I’m not saying any of us should be honest at all times, telling the missus her new dress makes her look ridiculous or informing our dinner-party hostess that the meal she’s served up is uneatable.
And I’m certainly not suggesting we should all be as truthful as my great-uncle Pat, who would answer the question ‘How are you?’ with a long description of all his aches and pains, starting with his gouty toes and working upwards from there. Half an hour later, he would still have got no further than his dicky hips, pausing only for breath before moving on to his digestive problems and chesty cough.
With Christmas on the way, however, we must all get into practice for lying, says TOM UTLEY
The correct answer to inquiries about our health is, and always has been: ‘Fine thanks.’
But the older I get, the less I feel the urge to pretend that I’ve read the book everyone’s talking about or to say I’m late for work because my train was cancelled, when in fact I’ve merely overslept after a heavy night at the local.

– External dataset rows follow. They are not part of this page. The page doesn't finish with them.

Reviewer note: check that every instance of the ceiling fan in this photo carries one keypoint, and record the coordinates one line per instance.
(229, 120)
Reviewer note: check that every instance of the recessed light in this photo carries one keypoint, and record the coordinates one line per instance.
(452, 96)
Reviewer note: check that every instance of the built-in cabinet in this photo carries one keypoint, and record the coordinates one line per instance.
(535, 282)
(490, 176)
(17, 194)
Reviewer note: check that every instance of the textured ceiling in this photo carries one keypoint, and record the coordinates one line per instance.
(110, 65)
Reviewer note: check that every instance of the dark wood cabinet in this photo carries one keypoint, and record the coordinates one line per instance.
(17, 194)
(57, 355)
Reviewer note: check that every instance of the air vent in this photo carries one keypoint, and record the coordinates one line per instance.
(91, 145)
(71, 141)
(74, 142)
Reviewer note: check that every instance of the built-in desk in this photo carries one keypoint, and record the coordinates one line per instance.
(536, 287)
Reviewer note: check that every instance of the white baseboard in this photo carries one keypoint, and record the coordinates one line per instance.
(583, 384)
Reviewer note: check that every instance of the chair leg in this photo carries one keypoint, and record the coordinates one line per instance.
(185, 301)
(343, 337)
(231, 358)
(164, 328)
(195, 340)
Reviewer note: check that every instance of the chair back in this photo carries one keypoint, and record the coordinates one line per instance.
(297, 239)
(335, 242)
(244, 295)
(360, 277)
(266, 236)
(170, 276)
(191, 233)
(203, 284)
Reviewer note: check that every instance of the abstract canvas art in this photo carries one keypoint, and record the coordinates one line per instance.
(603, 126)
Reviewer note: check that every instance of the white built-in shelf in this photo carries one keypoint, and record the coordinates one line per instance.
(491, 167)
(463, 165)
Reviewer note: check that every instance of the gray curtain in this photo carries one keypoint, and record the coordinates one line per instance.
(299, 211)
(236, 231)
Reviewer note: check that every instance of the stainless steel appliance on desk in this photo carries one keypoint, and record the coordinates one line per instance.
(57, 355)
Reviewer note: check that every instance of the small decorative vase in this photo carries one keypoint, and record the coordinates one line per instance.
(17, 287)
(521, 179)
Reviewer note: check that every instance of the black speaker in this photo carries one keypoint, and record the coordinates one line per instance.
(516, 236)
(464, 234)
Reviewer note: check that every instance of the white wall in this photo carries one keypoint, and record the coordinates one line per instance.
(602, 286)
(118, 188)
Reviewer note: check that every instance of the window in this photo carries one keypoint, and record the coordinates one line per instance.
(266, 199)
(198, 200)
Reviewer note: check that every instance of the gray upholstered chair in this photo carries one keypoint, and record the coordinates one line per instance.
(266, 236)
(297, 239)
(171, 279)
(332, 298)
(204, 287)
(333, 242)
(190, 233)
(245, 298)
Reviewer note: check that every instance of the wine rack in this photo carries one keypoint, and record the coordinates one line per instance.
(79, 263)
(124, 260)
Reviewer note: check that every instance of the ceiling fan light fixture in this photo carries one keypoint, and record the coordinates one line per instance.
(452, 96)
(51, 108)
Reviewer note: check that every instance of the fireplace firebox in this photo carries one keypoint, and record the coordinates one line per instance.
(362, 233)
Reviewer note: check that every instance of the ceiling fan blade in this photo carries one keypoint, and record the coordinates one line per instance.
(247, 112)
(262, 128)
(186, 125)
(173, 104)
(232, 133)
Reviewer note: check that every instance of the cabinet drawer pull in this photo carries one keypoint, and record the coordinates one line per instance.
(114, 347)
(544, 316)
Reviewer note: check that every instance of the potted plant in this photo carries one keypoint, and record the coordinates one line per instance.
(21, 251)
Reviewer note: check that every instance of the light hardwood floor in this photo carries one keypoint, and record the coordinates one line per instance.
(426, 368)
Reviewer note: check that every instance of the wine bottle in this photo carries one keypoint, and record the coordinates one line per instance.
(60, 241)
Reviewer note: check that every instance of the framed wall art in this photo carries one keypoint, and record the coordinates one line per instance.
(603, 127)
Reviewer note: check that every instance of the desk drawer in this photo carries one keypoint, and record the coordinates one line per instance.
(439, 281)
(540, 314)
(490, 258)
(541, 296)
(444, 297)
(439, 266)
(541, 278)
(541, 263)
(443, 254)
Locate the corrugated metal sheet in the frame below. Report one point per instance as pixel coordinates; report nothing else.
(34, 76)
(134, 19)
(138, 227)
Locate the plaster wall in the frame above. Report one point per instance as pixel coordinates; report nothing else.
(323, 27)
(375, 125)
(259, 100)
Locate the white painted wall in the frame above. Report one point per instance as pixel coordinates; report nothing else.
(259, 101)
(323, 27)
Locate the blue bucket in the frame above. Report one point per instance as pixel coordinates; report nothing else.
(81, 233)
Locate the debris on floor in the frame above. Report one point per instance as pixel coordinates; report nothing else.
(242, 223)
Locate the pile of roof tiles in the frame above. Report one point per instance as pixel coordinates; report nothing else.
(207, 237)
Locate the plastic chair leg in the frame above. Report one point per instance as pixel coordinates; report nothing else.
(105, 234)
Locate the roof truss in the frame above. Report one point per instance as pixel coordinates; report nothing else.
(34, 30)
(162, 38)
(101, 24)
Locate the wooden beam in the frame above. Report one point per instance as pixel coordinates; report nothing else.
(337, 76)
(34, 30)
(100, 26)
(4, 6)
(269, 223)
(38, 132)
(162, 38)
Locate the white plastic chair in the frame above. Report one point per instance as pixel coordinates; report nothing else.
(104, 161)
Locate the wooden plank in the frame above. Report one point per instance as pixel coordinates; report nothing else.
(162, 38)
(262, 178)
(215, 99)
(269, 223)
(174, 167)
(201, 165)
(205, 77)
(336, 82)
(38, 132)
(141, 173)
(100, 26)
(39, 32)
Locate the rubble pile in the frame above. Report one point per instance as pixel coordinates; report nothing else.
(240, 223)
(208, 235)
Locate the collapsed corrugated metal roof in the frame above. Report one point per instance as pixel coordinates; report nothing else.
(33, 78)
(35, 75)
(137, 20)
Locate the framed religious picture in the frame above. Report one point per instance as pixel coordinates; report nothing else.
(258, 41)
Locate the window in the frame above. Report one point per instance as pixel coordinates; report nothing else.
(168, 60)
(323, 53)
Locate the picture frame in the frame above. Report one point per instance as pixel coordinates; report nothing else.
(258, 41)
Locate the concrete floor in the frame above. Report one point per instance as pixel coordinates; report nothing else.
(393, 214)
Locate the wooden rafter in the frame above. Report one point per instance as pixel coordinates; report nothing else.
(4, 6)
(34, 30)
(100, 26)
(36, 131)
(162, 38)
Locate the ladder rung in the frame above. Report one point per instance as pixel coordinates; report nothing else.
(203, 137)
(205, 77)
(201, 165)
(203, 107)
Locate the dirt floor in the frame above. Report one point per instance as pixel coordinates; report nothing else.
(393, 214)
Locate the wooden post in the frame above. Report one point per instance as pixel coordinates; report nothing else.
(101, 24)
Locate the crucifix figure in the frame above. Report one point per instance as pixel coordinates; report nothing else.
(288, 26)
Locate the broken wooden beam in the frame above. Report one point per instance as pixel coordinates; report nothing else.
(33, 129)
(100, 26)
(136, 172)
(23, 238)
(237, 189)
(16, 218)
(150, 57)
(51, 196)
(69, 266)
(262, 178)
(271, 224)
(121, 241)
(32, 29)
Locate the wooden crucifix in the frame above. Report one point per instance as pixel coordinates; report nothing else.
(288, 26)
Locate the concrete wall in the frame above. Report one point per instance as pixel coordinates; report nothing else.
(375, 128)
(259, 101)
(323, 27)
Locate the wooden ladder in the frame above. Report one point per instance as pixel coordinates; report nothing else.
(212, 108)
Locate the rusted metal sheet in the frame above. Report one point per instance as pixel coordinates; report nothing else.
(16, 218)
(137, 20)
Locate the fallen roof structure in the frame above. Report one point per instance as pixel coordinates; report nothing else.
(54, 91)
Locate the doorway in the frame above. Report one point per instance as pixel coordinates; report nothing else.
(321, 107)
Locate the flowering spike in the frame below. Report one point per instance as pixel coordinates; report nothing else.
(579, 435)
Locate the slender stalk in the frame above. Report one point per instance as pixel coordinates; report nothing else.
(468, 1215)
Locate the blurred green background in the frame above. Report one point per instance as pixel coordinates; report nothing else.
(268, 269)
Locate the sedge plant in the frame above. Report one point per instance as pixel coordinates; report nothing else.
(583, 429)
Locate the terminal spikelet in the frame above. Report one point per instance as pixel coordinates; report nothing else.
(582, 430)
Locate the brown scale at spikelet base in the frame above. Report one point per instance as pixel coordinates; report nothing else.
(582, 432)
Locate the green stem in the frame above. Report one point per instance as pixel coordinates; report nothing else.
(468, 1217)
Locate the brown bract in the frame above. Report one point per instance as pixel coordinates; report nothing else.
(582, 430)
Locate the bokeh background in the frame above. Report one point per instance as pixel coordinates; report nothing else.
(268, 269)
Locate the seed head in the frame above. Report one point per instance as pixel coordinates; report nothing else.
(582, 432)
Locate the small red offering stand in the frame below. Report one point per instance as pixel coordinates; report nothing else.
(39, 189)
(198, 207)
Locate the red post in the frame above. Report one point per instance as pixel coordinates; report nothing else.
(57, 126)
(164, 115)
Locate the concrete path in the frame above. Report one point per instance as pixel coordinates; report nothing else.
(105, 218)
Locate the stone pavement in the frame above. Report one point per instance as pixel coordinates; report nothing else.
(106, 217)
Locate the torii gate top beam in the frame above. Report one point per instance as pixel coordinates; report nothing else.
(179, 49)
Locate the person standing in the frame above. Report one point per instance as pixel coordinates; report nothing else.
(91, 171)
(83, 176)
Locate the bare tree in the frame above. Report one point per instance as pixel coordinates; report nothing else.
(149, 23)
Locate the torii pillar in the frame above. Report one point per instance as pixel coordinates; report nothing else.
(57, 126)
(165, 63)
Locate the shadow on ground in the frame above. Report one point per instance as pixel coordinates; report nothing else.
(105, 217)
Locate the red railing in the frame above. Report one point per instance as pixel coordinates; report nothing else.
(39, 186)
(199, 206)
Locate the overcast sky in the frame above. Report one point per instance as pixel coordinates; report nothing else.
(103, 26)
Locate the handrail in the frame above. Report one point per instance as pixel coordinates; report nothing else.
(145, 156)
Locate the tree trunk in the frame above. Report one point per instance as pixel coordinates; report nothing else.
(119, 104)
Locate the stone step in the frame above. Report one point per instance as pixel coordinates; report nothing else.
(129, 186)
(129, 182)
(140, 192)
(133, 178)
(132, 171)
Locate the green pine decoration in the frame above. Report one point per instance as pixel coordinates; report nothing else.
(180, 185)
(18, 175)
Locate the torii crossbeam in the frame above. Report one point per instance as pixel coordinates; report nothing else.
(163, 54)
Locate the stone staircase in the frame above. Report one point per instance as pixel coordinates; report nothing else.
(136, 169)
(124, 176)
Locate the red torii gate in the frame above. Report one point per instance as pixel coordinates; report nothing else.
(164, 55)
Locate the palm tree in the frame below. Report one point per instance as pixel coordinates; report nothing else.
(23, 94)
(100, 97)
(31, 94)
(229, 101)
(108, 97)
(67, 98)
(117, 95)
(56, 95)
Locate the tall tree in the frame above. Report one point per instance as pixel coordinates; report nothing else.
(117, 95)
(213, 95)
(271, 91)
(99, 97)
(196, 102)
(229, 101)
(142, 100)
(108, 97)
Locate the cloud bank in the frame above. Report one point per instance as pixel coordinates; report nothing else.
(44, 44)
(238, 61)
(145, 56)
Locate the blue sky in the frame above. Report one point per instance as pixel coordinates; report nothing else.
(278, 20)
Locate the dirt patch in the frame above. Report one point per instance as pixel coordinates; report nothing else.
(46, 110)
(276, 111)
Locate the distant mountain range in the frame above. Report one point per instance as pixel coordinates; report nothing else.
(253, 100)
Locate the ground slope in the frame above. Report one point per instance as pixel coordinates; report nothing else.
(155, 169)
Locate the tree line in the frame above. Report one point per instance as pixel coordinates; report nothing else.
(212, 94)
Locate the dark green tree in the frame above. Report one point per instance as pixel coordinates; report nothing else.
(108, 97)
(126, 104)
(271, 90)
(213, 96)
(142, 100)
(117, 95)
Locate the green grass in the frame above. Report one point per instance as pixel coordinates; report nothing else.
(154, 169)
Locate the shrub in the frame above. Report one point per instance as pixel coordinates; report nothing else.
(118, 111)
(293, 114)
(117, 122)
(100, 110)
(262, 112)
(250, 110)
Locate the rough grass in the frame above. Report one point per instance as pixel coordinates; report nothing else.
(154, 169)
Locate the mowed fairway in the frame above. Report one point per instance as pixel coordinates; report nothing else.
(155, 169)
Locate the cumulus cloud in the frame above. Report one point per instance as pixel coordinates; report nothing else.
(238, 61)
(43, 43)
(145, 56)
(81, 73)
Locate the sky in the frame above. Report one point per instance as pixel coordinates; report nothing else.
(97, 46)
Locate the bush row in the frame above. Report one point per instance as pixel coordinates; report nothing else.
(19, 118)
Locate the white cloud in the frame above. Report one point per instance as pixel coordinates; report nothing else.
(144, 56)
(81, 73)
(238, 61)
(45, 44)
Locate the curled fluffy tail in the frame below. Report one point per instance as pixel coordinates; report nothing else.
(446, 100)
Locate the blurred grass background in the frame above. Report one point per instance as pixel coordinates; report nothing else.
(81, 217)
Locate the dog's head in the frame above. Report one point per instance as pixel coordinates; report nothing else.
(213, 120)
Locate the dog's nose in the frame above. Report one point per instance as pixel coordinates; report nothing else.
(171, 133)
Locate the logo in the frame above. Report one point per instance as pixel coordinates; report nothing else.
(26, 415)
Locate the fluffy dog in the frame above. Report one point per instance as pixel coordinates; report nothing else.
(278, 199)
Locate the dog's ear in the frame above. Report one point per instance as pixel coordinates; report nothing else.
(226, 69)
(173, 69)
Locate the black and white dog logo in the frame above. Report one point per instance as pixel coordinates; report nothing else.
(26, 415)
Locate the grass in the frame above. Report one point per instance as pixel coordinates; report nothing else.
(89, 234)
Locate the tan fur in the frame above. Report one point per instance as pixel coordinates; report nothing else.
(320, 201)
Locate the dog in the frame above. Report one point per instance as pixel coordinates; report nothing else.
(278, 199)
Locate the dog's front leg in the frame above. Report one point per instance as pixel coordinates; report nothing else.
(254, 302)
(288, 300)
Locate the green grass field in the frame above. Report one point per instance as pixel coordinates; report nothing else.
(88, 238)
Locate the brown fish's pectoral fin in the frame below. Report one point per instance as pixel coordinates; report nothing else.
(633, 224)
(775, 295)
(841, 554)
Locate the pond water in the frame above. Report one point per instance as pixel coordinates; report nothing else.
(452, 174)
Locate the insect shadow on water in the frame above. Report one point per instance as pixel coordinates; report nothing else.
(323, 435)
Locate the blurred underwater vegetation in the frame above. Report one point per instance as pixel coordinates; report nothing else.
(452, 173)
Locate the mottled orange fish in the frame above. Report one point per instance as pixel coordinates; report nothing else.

With Christmas on the way, however, we must all get into practice for lying, in preparation for the moment when we unwrap that garish tie or frock, contort our features into expressions of rapture and proclaim that it’s the smartest thing we’ve ever seen.
There are times and places for telling the unvarnished truth about what we think and feel. But whatever our ages may happen to be, Christmas definitely isn’t one of them.